Three years after Powell acknowledged his death penalty regrets, Supreme Court Justice Harry Blackmun discussed his own change of heart while still serving on the bench.

He used a dissenting opinion in Callins v. Collins to explain why he had come to regret his previous support for capital punishment.

New York Times columnist Linda Greenhouse observed at the time, “The opinion capped a long evolution for Justice Blackmun, who in 1972 was one of four dissenters from the Court’s opinion in Furman v. Georgia that declared all existing death penalty laws unconstitutional. Four years later, in Gregg v. Georgia, he voted to uphold the new generation of death penalty laws that ushered in the modern era of capital punishment.”

Blackmun, who was 87 years old when he dissented in the Callins case, himself explained, “There is little doubt now that Furman’s essential holding was correct. … Delivering on the Furman promise, however, has proved to be another matter.”

“Over time,” Blackmun continued, “I have come to conclude that … the decision whether a human being should live or die is so inherently subjective—rife with all of life’s understandings, experiences, prejudices and passions—that it inevitably defies the rationality and consistency required by the Constitution.”

Like Siegelman and Bentley, Blackmun concluded that “the inevitability of factual, legal and moral error gives us a system that we know must wrongly kill some defendants, a system that fails to deliver the fair, consistent and reliable sentences of death required by the Constitution.”

And he promised in Callins: “From this day forward, I no longer shall tinker with the machinery of death.”

But Blackmun failed to deliver on that promise or persuade others to join him. Two months later, he announced his retirement from the court.

Justice John Paul Stevens had been on the court for one year when, in 1976, it restored capital punishment after Furman had struck it down. Stevens supported that decision.

More than 30 years later, in 2008, he used a concurring opinion in Baze v. Rees to announce his own change of heart.

Like others who come to change their minds about the death penalty, he said, “that given the real risk of error in this class of cases, the irrevocable nature of the consequences is of decisive importance to me. Whether or not any innocent defendants have actually been executed, abundant evidence accumulated in recent years has resulted in the exoneration of an unacceptable number of defendants found guilty of capital offenses. … I have relied on my own experience in reaching the conclusion that the imposition of the death penalty … [is] patently excessive and cruel and unusual punishment violative of the Eighth Amendment.”

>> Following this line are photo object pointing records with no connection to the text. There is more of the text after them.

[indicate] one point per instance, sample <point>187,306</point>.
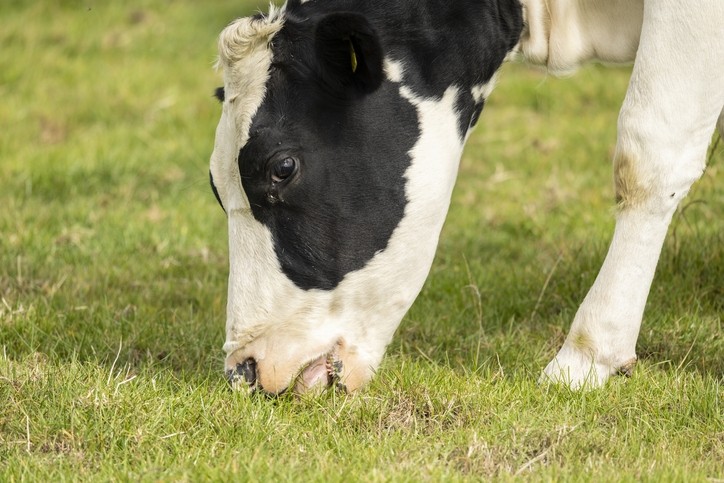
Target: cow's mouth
<point>322,372</point>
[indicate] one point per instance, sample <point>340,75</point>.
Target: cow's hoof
<point>579,370</point>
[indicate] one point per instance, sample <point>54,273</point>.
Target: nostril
<point>247,370</point>
<point>243,374</point>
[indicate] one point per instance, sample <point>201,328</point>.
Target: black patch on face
<point>348,193</point>
<point>328,106</point>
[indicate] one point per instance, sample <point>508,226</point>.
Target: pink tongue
<point>315,373</point>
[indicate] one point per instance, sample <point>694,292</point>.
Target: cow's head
<point>334,161</point>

Two years later, Stevens left the court. In retirement he continued to express regret about his previous support for capital punishment and called the death penalty “a wasteful use of resources with no demonstrated benefit to society. Taxpayers,” Stevens said, “should terminate this waste as expeditiously as possible.”

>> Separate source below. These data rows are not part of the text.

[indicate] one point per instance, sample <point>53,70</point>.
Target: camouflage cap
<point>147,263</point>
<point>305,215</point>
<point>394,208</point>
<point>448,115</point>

Siegelman and Bentley did not go as far as Powell, Blackmun, or Stevens in condemning capital punishment. They only called “for commuting the sentences of the 146 prisoners who were sentenced by non-unanimous juries or judicial override” in Alabama and establishing “an independent review unit … to examine all capital murder convictions.”

Still, their confession of regret is a reminder that the death penalty damages and diminishes everyone who authorizes it and carries it out.

Morris L. Thigpen, who ran Alabama’s Department of Corrections from 1987–1993, captures that reality when he says, “I have often heard individuals who have never participated in an execution say they would be more than willing to pull the switch, drop the pellet or inject the needle. On the other hand, I have never heard anyone who has participated in an execution say, ‘I would like to do that again.’ ”

“After each execution,” Thigpen explained, “I felt as though I left another part of my humanity and my spiritual being in that viewing room.”

That profound loss is why regret is so pervasive in America’s death penalty system, and why this country should end capital punishment and that cycle of regret forever.